A change in the administrative structure at Red Deer College has faculty concerned about the cost.
The college is expanding from four deans to seven, adding seven associate deans and one academic vice-president.
Brad Donaldson, RDC VP academic, called it a realigning of responsibilities, likening it to putting a super-charger on a car to make it perform better.
“We’re taking administrative responsibilities and putting them into positions that are best suited to perform them,” said Donaldson. “We need to have a stronger engine driving new programs or redeveloped programs and we want to put a much stronger emphasis on having a learner-focused delivery and assessment method and the curriculum to support that.”
But the Faculty Association of Red Deer College has concerns, saying the college’s administration is adding new positions in a time of funding uncertainty.
“The big issue is when they brought this out they said it was going to be a cost-neutral change by eliminating the chair positions,” said Ken Heather, faculty association president. “But they’ve gone away from that completely.
“I asked in a recent meeting what the real cost would be and was told it’s going to have to come out of operations.
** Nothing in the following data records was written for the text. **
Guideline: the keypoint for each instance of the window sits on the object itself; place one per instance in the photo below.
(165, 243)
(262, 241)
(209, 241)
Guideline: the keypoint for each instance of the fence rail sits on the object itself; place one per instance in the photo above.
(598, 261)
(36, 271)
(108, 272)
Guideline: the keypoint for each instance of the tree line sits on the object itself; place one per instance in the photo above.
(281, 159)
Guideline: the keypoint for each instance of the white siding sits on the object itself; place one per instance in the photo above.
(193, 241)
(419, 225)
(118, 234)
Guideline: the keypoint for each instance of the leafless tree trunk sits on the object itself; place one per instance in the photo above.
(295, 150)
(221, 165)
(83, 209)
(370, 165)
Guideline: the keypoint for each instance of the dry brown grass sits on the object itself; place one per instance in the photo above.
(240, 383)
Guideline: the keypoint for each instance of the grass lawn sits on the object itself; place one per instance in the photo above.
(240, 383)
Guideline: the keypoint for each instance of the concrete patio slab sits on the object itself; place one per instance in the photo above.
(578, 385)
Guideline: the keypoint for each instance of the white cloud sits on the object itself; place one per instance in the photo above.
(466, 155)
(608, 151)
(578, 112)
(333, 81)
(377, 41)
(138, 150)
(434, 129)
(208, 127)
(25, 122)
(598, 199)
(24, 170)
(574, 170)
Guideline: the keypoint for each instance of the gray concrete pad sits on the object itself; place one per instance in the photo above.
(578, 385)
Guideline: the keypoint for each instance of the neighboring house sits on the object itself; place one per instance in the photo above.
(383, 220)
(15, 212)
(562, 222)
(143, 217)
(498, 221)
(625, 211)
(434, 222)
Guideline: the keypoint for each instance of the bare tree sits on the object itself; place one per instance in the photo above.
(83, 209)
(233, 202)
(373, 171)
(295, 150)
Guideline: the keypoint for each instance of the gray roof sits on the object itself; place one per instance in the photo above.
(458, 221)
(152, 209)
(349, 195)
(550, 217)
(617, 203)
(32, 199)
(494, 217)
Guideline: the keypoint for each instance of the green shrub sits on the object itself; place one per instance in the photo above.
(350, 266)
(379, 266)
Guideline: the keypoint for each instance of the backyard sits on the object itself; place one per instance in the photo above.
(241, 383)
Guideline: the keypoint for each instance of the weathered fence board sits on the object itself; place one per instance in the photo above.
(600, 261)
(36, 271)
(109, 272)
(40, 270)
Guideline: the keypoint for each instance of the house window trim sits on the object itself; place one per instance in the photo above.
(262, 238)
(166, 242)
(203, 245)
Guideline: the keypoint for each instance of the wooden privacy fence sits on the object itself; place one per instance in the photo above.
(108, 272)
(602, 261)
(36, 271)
As soon as you do that, it will end up affecting the classroom and teaching and learning because if we’re not getting new money, it’s the same amount of money just being divided up more.”
As a result of the 2013 provincial budget, more than 30 positions were cut at the college and some programs were eliminated.
The 7.2 per cent reduction in an operating grant meant the college was short $6 million.
As well, two certificate programs were suspended for the 2013-14 academic year and a diploma program was suspended starting this year.
In November, $1.152 million was returned to RDC by the provincial government.
“They have all the right to restructure their organization, but at what cost to the students in the end?” said Heather.
He said the chair position that is being replaced by the deans and association deans were the go-between from departments and administration.
Donaldson said it will end up taking some of the responsibilities of the chairs, which were positions faculty used to have, and put them into administrative positions — because they were in fact doing administrative work — and allowing faculty to spend more time in the classroom.
The recruitment process has started for the positions and the hope is to have them filled by the end of June, getting ready for the next academic year.
“Change is always difficult and we’re making a substantial change,” said Donaldson. “I suspect there is an element of concern about what our world is going to look like, are we in fact going to be making ourselves more effective?
“The roles and the responsibilities are changing. We believe the moves are for the benefit of our students, that’s why we’re doing it.”